Alter Road

Alter Road is a north-south thoroughfare of just over three miles length on the east side of the city of Detroit, Michigan.
History
Although Alter Road itself lies completely within the Detroit city limits, it is nevertheless a symbolic dividing line between the predominantly African-American city of Detroit and the predominantly Euro-American city of Grosse Pointe Park.
Like Eight Mile Road, another well-known thoroughfare of political, ethnic and economic demarcation in metropolitan Detroit, Alter Road has long been considered something of a "Berlin Wall" to separate communities. In fact, quite literally, there are places at which concrete barriers have actually been erected so as to reduce interaction between the two cities. A prime example would be the intersection of Alter and Goethe, just south of Mack Avenue, at which—right where the city of Grosse Pointe Park's corporate limit commences—that municipality has closed off Goethe to thwart both vehicular and pedestrian movement. Another example—although less physically imposing—would be the closing off of St. Paul Street (known as "Brooks" on the Detroit side of the border) to vehicles at the alley separating Alter Road with Wayburn Avenue. And along nearby Mack Avenue—another boundary between the two municipalities—the City of Grosse Pointe Park has likewise made some of its intersecting north-south side streets inaccessible to vehicles, so as to reduce the potential for criminal activity, with the intersection of Mack and Wayburn Avenues in Grosse Pointe Park constituting a prominent example.

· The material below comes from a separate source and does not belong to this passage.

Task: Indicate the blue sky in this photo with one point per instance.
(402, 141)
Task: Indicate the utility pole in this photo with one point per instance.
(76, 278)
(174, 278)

In his 1985 book, Crabgrass Frontier: The Suburbanization of the United States, author Kenneth T. Jackson describes Alter Road as "he most conspicuous city-suburban contrast in the United States...".
And in reference not only to Alter Road, but in general to all thoroughfares which separate the city of Detroit from its suburbs, author Tamar Jacoby, in her 1998 book Someone Else's House: America's Unfinished Struggle for Integration declares: "Eight Mile Road, Alter Road, Telegraph Road and Tireman Avenue; though originally arbitrary—lines on a map—the boundary between Detroit and its suburbs had become a chasm between two social classes. In some places, usually where the road was wide, it divided slum from new, upscale housing development. At other spots, once similar houses on either side of the street now looked like pictures before and after a natural disaster."
As reported in the Detroit News of October 30, 2005, former Secretary of the United States Department of Housing and Urban Development Henry Cisneros stated: "There is the perception that all the rich people live in Grosse Pointe and all the poor people live in Detroit, and Alter Road is the dividing line that not only denotes the physical border, but also a social border."
The just over three-mile (5.18 km) stretch of Alter Road provides some contrasts of its own. At its southernmost, below Jefferson Avenue, are generally well-kept dwellings and the pleasant Mariner Park which hosts a still-functioning lighthouse—that being the Windmill Point Lighthouse. At one time, a major medical facility was located nearby at the "foot" of Alter Road called "Marine Hospital." This particular section of Alter Road parallels the narrow Fox Creek and it is at this southern end that Alter Road leads to the Detroit River and to the southern starting point for Lake St. Clair, with Canada's Peche Island nearby.
North of Jefferson Avenue, however, Alter Road is quite blighted—as is much of Detroit. However, Alter Road's northernmost blocks, between Warren Avenue and Chandler Park Drive—most especially its intersection with the meandering Outer Drive—offer a somewhat in-between of the two extremes. In the blocks of Alter Road north of Mack Avenue, a few new houses have been built, replacing older ones which had been demolished.
Up until the early 1970s, there was little visible difference between Alter Road, and the streets immediately west of it inside the Detroit city limits, as compared with the streets immediately east of it inside the Grosse Pointe Park city limits. The southeastern corner of Detroit was predominantly Euro-American at the time (as was Detroit as a whole) and did not suffer the urban decay which currently plagues much of Detroit. If a motorist or pedestrian had crossed the city limits back in those days, he or she might not have even noticed exiting one municipality and entering the other.
There is speculation that during the early development of Detroit, Alter Road became a municipal boundary because it was the farthest point that the Detroit Fire Department was able to offer coverage. This may well have been one of several reasons that Grosse Pointe Park then developed as a separate municipality.